Yasemin Yılmaz Yüksek
Fiziksel farklılıkları olan bireylerin, çocuk edebiyatında hangi özellikleri öne çıkarılarak ele alındığı çok sayıda araştırma ve inceleme makalesinin konusu olmuştur. Çoğunlukla içerik analizinin kullanıldığı bu incelemelerde eserlerin konusunun, karakterlerin nasıl tasvir edildiğinin ve hangi engellilik türünün ele alındığının dökümü yapılmıştır. Belirli yıllar arasında yayımlanmış çocuk kitaplarında hangi engellilik türlerinin öne çıktığı tablolarla verilmiş, okur ve araştırmacılara bütünlüklü künye bilgileri sunulmuştur. Bu çalışmada ise tüm bu içerik analizi yapan araştırmalardan farklı olarak bedenin kültürel anlamda nasıl kodlandığı, toplumsal açıdan “mükemmel” bedenin karşısında engelli bedenin nasıl görüldüğü irdelenmiştir. Bedenin fiziksel varlığının, iktidar mekanizmalarınca belirlenen kültürel ve toplumsal normlar tarafından ikincil sıraya itilmesi, bireyin benlik algısında kırılmaya sebep olmakta, söz konusu engelli bir beden olduğunda ise bu kırılma bireyin toplumsal dışlanmaya maruz kalması ve nihayetinde kendini toplumdan soyutlamasıyla sonuçlanmaktadır.

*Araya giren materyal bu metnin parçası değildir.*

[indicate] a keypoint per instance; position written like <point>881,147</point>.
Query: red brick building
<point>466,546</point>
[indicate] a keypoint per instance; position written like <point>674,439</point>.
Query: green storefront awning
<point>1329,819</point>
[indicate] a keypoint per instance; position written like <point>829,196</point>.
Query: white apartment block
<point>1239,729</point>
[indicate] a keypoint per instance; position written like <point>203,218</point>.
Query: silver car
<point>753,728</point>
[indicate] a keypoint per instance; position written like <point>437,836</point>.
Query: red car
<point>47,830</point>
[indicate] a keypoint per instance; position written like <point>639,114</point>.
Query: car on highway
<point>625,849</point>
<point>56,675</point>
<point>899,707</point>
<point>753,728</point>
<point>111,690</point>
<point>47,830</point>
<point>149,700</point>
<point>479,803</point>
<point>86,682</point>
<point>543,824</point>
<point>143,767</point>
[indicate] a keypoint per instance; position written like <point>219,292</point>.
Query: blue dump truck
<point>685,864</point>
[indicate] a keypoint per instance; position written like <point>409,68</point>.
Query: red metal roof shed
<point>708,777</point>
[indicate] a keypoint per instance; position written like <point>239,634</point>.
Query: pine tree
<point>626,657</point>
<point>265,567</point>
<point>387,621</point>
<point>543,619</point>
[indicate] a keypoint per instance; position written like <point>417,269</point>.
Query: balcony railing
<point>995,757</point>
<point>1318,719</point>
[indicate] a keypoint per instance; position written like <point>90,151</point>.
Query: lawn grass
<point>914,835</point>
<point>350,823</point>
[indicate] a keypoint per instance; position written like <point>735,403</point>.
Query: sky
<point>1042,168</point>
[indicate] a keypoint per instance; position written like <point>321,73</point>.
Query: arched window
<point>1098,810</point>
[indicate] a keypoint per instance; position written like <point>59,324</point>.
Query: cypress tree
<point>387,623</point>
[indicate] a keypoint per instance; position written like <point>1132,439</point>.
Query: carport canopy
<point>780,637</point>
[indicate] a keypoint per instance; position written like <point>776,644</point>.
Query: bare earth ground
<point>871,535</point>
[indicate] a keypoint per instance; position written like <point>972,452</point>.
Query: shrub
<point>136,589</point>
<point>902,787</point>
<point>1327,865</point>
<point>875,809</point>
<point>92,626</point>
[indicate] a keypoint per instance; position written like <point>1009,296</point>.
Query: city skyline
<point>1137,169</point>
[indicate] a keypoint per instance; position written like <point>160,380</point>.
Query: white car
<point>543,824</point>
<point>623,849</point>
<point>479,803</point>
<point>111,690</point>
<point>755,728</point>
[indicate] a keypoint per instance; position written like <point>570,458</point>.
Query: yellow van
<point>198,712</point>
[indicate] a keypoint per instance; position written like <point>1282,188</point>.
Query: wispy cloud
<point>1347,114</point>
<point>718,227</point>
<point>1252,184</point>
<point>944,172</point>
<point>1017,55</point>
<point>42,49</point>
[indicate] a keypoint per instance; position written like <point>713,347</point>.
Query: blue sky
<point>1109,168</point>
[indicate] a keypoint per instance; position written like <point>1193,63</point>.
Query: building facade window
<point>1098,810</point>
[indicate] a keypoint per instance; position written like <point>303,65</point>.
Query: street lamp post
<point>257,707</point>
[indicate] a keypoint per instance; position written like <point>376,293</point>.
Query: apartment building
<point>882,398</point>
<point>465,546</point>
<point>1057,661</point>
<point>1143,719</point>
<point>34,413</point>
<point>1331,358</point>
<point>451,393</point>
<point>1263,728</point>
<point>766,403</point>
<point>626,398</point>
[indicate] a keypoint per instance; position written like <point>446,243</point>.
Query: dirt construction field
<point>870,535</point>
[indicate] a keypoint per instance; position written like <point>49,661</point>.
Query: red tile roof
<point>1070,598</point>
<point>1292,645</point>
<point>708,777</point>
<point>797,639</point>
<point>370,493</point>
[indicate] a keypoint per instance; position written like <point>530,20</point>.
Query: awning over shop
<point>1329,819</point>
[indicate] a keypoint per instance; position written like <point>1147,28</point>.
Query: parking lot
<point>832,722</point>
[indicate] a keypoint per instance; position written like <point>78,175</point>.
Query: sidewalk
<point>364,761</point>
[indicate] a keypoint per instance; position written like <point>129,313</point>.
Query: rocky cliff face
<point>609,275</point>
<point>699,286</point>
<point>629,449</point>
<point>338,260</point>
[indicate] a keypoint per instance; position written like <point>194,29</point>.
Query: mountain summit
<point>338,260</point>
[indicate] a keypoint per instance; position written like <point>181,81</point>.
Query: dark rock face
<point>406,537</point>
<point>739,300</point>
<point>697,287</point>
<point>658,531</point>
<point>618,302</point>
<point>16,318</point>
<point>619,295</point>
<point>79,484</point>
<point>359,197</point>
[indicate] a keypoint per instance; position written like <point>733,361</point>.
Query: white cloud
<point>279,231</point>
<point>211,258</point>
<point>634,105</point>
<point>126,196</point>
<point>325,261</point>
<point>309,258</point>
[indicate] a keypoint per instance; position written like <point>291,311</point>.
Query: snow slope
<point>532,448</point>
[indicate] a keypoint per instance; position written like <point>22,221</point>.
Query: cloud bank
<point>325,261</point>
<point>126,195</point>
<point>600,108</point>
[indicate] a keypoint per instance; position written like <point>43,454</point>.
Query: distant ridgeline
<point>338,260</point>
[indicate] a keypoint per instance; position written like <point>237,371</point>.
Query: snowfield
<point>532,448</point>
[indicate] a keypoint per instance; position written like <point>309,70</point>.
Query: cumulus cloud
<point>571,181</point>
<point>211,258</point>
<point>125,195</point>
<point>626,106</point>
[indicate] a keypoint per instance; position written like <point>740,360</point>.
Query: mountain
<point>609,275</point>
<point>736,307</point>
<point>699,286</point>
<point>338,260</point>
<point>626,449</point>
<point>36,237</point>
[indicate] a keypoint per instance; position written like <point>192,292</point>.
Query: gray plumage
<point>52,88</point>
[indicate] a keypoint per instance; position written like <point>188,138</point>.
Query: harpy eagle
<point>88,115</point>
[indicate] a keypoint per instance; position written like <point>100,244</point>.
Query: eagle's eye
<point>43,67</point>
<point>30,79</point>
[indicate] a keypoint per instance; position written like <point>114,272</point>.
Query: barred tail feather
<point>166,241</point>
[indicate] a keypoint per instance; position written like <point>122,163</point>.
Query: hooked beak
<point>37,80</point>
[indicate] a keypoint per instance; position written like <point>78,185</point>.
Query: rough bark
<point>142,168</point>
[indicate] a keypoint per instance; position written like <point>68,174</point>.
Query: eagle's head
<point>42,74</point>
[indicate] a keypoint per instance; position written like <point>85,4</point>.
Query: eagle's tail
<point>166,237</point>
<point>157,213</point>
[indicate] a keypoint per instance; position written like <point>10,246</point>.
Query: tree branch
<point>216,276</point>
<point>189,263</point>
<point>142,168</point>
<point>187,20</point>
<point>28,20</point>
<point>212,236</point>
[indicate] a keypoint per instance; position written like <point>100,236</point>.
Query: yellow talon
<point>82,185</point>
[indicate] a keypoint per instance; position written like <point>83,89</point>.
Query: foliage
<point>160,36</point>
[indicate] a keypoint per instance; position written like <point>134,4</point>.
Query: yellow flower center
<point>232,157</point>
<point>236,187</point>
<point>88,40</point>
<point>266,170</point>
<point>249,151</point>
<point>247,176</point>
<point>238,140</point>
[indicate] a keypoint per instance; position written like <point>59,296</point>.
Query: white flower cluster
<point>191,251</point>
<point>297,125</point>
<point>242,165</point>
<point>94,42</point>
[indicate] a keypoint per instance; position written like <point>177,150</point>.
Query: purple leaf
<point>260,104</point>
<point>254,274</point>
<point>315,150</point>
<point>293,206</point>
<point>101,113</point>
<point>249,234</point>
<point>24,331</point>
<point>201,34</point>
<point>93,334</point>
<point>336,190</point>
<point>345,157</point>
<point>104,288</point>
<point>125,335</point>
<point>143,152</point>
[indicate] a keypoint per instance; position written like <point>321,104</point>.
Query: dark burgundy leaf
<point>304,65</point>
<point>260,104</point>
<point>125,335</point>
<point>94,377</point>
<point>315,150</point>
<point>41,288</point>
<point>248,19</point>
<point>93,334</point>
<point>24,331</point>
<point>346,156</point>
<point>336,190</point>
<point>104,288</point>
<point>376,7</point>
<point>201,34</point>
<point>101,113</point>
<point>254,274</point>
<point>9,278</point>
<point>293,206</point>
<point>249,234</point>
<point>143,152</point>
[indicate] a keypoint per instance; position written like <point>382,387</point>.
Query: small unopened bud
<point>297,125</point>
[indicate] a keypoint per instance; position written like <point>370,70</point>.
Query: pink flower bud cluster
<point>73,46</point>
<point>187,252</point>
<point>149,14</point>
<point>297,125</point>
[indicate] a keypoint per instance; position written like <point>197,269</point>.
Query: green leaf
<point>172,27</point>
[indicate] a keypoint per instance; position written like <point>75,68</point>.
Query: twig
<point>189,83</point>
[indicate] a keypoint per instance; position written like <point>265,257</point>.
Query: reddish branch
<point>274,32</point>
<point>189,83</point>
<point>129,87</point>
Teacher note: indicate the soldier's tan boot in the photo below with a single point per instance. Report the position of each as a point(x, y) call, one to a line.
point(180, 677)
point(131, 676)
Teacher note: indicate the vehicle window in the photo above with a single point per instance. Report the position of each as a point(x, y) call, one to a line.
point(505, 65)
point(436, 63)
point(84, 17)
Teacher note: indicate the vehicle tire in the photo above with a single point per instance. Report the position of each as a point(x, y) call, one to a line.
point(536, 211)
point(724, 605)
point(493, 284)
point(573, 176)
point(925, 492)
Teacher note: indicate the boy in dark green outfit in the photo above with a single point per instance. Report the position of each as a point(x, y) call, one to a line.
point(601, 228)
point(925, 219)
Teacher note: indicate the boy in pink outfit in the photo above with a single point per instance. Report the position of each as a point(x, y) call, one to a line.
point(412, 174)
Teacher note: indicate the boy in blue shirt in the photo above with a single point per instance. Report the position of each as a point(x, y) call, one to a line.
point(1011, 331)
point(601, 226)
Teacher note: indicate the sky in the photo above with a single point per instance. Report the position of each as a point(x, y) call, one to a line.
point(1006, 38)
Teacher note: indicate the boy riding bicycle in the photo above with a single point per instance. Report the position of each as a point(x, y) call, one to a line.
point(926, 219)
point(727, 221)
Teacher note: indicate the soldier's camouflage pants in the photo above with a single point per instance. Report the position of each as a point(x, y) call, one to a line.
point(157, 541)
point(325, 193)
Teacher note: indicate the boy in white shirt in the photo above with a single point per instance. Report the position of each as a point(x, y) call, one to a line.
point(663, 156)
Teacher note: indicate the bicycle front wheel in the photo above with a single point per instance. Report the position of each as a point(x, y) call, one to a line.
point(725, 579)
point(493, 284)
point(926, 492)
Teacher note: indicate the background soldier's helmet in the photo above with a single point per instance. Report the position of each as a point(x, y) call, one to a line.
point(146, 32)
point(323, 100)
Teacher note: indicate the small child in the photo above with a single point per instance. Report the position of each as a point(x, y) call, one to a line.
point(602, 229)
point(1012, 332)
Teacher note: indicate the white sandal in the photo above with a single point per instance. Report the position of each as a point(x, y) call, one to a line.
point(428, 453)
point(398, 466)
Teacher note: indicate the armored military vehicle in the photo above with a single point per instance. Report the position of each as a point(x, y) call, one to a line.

Toplumun farklı alanlarında, özellikle de okullarda, kapalı topluluklar içinde kendine yer bulmaya çalışan engelli bireylerin karşılaştıkları kabul görmeme, farklı addedilme ve dışlanma deneyimleri, çocuk kitaplarında konu edinilirken farklılıklara sahip bireylerin güçlü yönlerinin öne çıkarılması edebiyatın kapsayıcı rolüne işaret eder. Rekabet kültürü etkisinin iyice hissedildiği, zorbalık eylemlerinin artarak vuku bulduğu yirmi birinci yüzyıl eğitim sisteminde, kurgunun gerçek sorunları çarpıcı bir şekilde ele alan şiirsel diline, çok daha fazla ihtiyaç duyulduğu tartışılmaz. Farkındalıkların koşulsuz kabulünü ve empatiyi mümkün kılan bu dil, Seran Demiral’ın Parmak Uçları (2015), Sevim Ak’ın Dörtgöz (2023) ve Sevin İzgü’nün Rekortmen Tekerlekli Sandalye (2003) eserlerinde okurun karşısına çıkmaktadır. Dahası edebiyatın bu kapsayıcı yaklaşımı, beden politikalarının ötekileştiren, dışlayan ve belirli grupları “normal dışı” olarak kodlayan diline alternatif bir dil üretmektedir.
Giriş
Fiziksel ve zihinsel farklılıkları olan özel gereksinimlere sahip bireylerin yaşamlarını, toplumla ilişkilerini ve mücadelelerini konu edinen engellilik çalışmaları, engelli olma durumunu iki açıdan ele alır. Engelliliği biyolojik bir durum olarak irdeleyen geleneksel yaklaşım, sorun analizine dayanan incelemelerin ardından tıbbi çözümler sunmayı hedefler. Engelli bireylerin maruz kaldığı dışlanma ve hak ihlallerini ön plana çıkarmaya çalışan ikinci yaklaşım ise engelliliği sosyo-kültürel bir yapı içerisinde incelemeyi önceliklendirir. Bu anlayışa göre engellilik, aslında toplumun engelli bireylerin önüne koyduğu engellerden ve devlet aygıtlarının engelli haklarını gözetecek politikalardan yoksun oluşundan kaynaklanmaktadır. Engellilik sosyolojisi çalışan Carol Thomas (2004: 571) da engelliliğin temelde toplumsal baskı, eşitsizlik ve dışlanma etkisiyle şekillendiğini dile getirir. Bu bağlamda engellilik, bireyleri fiziki olarak kısıtlamasından çok öte toplumsal bariyerler yaratan bir mekanizma olarak faaliyet gösterir. Bedensel farklılıkların toplumsal yaşamda doğrudan ya da dolaylı olarak onaylanmama ya da kabul görmeme sebebi olması, bedenin sosyal ve kültürel olarak kodlanması fikrini akla getirmektedir. Bir başka deyişle bedenin “normal” ve “normal dışı” olarak iki karşıt kategoriye yerleştirilmesi, toplumsal yaşamda bireylerin tutumları, devletlerin politikaları ve sivil toplumun rolüyle yakından ilişkilidir. Söz konusu engelli bireyler olduğunda bedeni salt biyolojik bir varlık ya da medikal bir nesne olarak görmek, “yaşantılanan” bedenin deneyimlerini yadsımak, özne olduğunu kabul etmemektir (Aksoy, 2010: 85).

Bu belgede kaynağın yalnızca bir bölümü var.